REGULAR insulin sliding scale is NOT the best choice for hospitalized patients. There is a lot of literature out there stating otherwise. In fact, the RABBIT Trial study states there is no supporting documentation to state that Regular SSI has EVER been effective in an acute care situation. Sounds like lots of education needed all around.ALSO, I think MD acted a little foolishly. So what if you never tend to his patients - one less AH to worry about
There's a ton of literature available about tight glycemic management in the ICU (my area). Short of placing everybody on an insulin drip protocol with Q1h checks, there are so many variables constantly changing that basal insulin requires constant readjustment and the patients still require sliding scale novolog or regular on top of it. Maybe in teaching hospitals where there are constant residents to tweak the exact combination as needed 24 hours a day they can avoid sliding scales. Not at most hospitals, though. Patients here are so labile and with so many variables I'm sure each and every one would benefit from an endocrinology consult.
silas2642
84 Posts
okay- here's the situation69 yo female in because of weakness, fell at home after being at rehab for 3 weeks. normal aging issues- cad, htn, but completely aao x3-also iddm. offgoing nurse gives me report, says pt's fsbs @ 0600 was 39- she gave oj and graham crackers- rechecked the fsbs- it was 50- gave another oj. rechecked 105. pt states she was a little shaky and a bit diaphortic- but otherwise ok- that she knows it was because she took her hs insulin and didn't eat.so she has metformin and actos ordered for 0800. i recheck her fsbs-it was 127- she's eating- so i give it but not her 70/30.pt was fine all morning. in the mean time, i am floated to icu and get a call about 3 hrs later stating the md wants to talk to me. i get there, he says did i plan on trying to kill his pt..because that is what would have happened. i explained what had happened- then reiterated that fact the the pt stated she had not eaten dinner. he freaked!! said he was going to my nm and i would not be taking care of any of his pts again.so, it is not so much i think i was wrong...the problem came down to the fact that the offgoing rn did not notify him that the pts fsbs was 39 @ 0600- he said if he had know he would have given the order to hold all hypoglycemics and insulin...what do you all think???

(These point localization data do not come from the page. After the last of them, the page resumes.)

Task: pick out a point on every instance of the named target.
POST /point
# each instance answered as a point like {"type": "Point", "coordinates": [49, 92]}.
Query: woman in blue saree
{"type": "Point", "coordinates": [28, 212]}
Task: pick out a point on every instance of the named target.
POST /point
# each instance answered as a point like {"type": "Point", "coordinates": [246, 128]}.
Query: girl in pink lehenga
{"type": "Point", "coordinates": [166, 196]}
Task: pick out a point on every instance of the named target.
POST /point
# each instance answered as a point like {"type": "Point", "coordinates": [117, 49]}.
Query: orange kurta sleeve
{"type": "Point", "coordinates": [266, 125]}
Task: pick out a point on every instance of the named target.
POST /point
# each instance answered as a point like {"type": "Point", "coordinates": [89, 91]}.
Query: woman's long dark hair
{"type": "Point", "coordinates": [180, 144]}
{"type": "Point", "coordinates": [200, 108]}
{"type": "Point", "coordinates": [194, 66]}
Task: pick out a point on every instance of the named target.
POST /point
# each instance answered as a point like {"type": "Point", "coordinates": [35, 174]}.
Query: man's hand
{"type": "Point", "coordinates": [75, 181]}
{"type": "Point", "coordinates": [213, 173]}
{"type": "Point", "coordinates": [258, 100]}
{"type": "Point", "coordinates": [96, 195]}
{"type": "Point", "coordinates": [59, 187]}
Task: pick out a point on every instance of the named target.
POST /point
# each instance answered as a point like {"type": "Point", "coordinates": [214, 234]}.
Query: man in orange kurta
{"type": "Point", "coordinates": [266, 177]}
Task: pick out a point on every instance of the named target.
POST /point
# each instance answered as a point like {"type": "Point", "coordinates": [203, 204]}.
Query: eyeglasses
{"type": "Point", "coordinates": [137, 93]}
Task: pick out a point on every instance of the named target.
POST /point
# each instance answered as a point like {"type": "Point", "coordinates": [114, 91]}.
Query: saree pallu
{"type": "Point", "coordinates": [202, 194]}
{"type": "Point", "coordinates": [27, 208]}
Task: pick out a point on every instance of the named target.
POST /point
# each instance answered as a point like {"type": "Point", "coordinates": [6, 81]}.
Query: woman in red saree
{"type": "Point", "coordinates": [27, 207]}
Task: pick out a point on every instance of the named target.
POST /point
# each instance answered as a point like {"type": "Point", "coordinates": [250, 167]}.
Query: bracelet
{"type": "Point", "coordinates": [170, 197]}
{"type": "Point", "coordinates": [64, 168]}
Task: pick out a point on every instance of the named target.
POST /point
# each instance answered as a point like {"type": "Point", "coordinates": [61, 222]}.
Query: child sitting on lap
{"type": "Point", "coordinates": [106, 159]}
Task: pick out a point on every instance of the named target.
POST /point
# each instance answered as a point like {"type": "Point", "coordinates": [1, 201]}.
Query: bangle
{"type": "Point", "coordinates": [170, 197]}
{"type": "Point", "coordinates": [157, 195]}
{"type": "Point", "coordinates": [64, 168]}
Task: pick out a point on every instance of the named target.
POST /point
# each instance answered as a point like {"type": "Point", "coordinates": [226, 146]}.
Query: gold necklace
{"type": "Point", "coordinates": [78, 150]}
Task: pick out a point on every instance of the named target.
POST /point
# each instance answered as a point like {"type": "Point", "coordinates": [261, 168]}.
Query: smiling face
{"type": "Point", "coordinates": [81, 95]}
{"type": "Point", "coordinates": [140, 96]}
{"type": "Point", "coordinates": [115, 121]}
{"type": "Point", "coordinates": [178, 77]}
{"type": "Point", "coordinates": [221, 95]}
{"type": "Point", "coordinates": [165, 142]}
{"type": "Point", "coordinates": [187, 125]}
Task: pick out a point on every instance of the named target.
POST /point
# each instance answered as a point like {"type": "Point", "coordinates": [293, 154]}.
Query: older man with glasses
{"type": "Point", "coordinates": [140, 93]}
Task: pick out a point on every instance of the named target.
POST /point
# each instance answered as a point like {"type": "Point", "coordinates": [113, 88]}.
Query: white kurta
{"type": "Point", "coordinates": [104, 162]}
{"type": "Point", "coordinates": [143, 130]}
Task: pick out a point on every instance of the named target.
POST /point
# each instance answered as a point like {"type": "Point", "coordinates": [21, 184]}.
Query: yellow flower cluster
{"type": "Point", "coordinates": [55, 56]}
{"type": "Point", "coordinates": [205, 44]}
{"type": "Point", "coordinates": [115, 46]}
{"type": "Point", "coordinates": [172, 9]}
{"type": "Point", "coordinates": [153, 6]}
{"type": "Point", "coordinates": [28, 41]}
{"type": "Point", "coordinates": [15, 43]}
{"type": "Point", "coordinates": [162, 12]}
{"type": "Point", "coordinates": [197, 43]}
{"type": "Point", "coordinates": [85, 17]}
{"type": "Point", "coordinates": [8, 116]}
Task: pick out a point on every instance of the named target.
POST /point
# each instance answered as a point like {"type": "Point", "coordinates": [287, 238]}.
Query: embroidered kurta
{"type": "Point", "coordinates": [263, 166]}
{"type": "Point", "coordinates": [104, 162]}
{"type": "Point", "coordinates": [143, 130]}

i think that you should have paged an md if her glucose was down to 39 and asked what he wanted to do with the meds-- hypoglycemia can be dangerous; remember that glucose is the brain's only source of energy. however, he should have also written an order "page md if blood glucose is less than x or hold meds if glucose less than;" you're a nurse, not a doctor. personally, i think that he just freaked because something bad could have definitely happened if her glucose dropped too low and he would have been responsible for the incident.
mamamerlee, LPN
949 Posts
The nurse discovering the low sugar was responsible for notifying the MD. If the pt's sugar was 127 at breakfast, she should have rec'd all of her meds unless you had an order otherwise.
kanzi monkey
618 Posts
I would have talked to the MD about the previous FS of 39 in case s/he wanted to adjust the meds or investigate why the pt got so low. If I didn't speak to the doctor, I think the meds she was ordered for were safe (though not ideal) to give, and I wouldn't have held them. I'd watch her blood sugar closely, and make sure she knew what signs to report. I'd also record what she was eating.

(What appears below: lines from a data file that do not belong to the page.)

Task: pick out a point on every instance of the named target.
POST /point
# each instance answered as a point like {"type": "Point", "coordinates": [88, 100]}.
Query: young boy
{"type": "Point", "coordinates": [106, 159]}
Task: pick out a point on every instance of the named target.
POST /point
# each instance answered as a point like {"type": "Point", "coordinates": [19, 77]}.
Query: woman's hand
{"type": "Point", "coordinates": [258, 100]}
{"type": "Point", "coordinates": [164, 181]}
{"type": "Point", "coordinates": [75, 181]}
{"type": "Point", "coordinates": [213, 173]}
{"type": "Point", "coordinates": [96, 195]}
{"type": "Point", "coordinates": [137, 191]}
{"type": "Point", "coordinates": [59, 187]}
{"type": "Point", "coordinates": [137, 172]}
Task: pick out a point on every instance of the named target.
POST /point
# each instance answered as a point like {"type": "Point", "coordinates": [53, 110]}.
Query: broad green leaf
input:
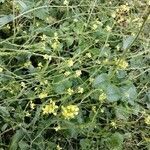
{"type": "Point", "coordinates": [69, 41]}
{"type": "Point", "coordinates": [122, 112]}
{"type": "Point", "coordinates": [101, 81]}
{"type": "Point", "coordinates": [113, 93]}
{"type": "Point", "coordinates": [5, 19]}
{"type": "Point", "coordinates": [23, 6]}
{"type": "Point", "coordinates": [15, 140]}
{"type": "Point", "coordinates": [23, 145]}
{"type": "Point", "coordinates": [127, 42]}
{"type": "Point", "coordinates": [85, 144]}
{"type": "Point", "coordinates": [115, 141]}
{"type": "Point", "coordinates": [129, 93]}
{"type": "Point", "coordinates": [2, 1]}
{"type": "Point", "coordinates": [4, 111]}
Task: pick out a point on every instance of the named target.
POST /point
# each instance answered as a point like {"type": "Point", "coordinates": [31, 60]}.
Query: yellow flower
{"type": "Point", "coordinates": [32, 105]}
{"type": "Point", "coordinates": [50, 108]}
{"type": "Point", "coordinates": [42, 95]}
{"type": "Point", "coordinates": [102, 96]}
{"type": "Point", "coordinates": [70, 63]}
{"type": "Point", "coordinates": [80, 90]}
{"type": "Point", "coordinates": [78, 73]}
{"type": "Point", "coordinates": [147, 120]}
{"type": "Point", "coordinates": [108, 28]}
{"type": "Point", "coordinates": [70, 91]}
{"type": "Point", "coordinates": [67, 73]}
{"type": "Point", "coordinates": [1, 69]}
{"type": "Point", "coordinates": [122, 64]}
{"type": "Point", "coordinates": [70, 111]}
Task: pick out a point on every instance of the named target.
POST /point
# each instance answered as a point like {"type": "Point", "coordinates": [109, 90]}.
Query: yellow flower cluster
{"type": "Point", "coordinates": [50, 108]}
{"type": "Point", "coordinates": [121, 64]}
{"type": "Point", "coordinates": [70, 111]}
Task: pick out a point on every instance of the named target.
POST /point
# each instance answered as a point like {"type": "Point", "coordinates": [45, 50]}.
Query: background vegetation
{"type": "Point", "coordinates": [74, 75]}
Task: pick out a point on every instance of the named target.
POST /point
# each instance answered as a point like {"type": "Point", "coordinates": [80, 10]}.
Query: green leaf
{"type": "Point", "coordinates": [127, 41]}
{"type": "Point", "coordinates": [15, 140]}
{"type": "Point", "coordinates": [122, 112]}
{"type": "Point", "coordinates": [2, 1]}
{"type": "Point", "coordinates": [85, 144]}
{"type": "Point", "coordinates": [115, 141]}
{"type": "Point", "coordinates": [23, 145]}
{"type": "Point", "coordinates": [23, 6]}
{"type": "Point", "coordinates": [4, 111]}
{"type": "Point", "coordinates": [69, 41]}
{"type": "Point", "coordinates": [5, 19]}
{"type": "Point", "coordinates": [113, 93]}
{"type": "Point", "coordinates": [129, 93]}
{"type": "Point", "coordinates": [101, 81]}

Meriwhen, ASN, BSN, MSN, RN
4 Articles; 7,907 Posts
Unless the doctor wrote orders or the facility's P&Ps defines specific parameters for withholding/changing insulin doses (e.g., "hold insulin if BG is under 70", "give half-dose if patient is NPO" and so on), the insulin should have been given as ordered. The BG was 127 and the patient was eating, so there wasn't really a reason why she shouldn't have had it.